Startup support network Tech London Advocates is launching a sister organisation covering the Nordic and Baltic countries

The UK tech group Tech London Advocates (TLA) is expanding its reach to the Nordic and Baltic countries with the launch of Copenhagen-based Tech Nordic Advocates (TNA).

The Nordic group will become TLA’s first sister organisation and plans to bring technology experts, entrepreneurs and investors across the regions together.

“There is huge growth potential in the tech space in the Nordics and Baltics. This space accounts for an increasing percentage of these national economies and is growing fast, but then again it needs a bit of push. Each market is small, and if we are going to grow more we need to work together across borders,” said Jeanette Carlsson, founder of TNA. “Making the different Nordic countries work together more actively and share talent across borders is what we are all about.”

TNA will be officially launched on 4 November and will operate under a not-for-profit model from TLA.

Since its launch in 2013, TLA has built a private-sector-led network of more than 2,100 members – or advocates – in the UK and abroad. They promote London’s tech sector and work to solve issues hindering its growth via independent working groups and annual meetings.

TNA is taking this approach to Northern Europe. It will launch with 12 advocate-led working groups focusing on areas relevant to the Nordic and Baltic countries, such as clean technology, financial technology, startup mentoring and women in technology. TNA will also tap into the Nordics’ growing startup scene and work with the public and private sectors to help small to medium-sized enterprises (SMEs) find new partnerships, talent and investment.

Jacqueline de Rojas, president of techUK and vice-president of Citrix Northern Europe, said she hopes collaboration between the Nordics and the UK will help to tackle the lack of tech talent.

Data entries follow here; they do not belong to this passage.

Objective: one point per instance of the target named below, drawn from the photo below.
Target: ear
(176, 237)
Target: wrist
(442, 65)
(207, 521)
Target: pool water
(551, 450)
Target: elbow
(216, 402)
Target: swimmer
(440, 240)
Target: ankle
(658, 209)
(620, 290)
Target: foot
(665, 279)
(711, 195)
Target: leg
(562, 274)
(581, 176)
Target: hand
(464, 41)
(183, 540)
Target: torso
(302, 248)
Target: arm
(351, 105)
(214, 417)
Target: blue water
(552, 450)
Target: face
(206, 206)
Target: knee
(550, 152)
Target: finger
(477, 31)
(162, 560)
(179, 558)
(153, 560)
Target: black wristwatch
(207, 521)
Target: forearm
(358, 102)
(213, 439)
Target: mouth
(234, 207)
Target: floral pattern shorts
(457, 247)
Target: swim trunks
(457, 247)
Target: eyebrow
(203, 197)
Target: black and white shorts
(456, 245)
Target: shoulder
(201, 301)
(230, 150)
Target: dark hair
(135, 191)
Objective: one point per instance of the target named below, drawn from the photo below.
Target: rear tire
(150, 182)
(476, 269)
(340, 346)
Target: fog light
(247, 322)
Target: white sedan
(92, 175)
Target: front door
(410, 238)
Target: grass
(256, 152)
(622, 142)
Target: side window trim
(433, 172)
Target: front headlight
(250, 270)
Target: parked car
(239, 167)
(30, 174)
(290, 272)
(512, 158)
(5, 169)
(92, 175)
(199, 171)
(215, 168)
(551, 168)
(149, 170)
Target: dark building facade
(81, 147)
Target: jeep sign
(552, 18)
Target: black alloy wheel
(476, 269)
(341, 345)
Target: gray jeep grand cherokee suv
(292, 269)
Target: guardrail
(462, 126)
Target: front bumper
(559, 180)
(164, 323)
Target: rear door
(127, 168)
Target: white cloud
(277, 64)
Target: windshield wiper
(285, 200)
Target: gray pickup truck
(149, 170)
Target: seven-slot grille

Read more about Tech London Advocates

“What we all struggle with is finding enough digital talent. Look at the talent pool in the UK and the Nordics – first, we don’t have enough trained digital talent and, second, we can’t keep hold of it, said de Rojas. “This is where business leaders can really start to shine by growing great talent, attracting great talent and then creating flexible working to ensure we retain this talent.

TNA has work to do to claim a prominent place among the existing tech and startup organisations in the Nordic and Baltic regions, but TNA’s Carlsson believes there is room for an approach based on greater collaboration and internationalism.

“We are not competing with anybody, but rather trying to bring different organisations together to create a greater network for everybody,” she said. “It gives [people in London] a common platform to access the Nordic market and creates a growth platform for the Nordic and Baltic market into London.”

Russ Shaw, founder of TLA, said Tech Nordic Advocates is an interesting experiment that could be the first step in taking the network concept global. Currently, TLA has around 400 overseas advocates.

“Many of them are interested in the model we have created and in connecting their home city, region or country to what is going on in London tech,” said Shaw, who is also eyeing further expansion. “We have groups of advocates in Bangalore, Berlin, Paris, Madrid and Barcelona. Maybe, when these groups gain momentum, they could evolve into something like this.”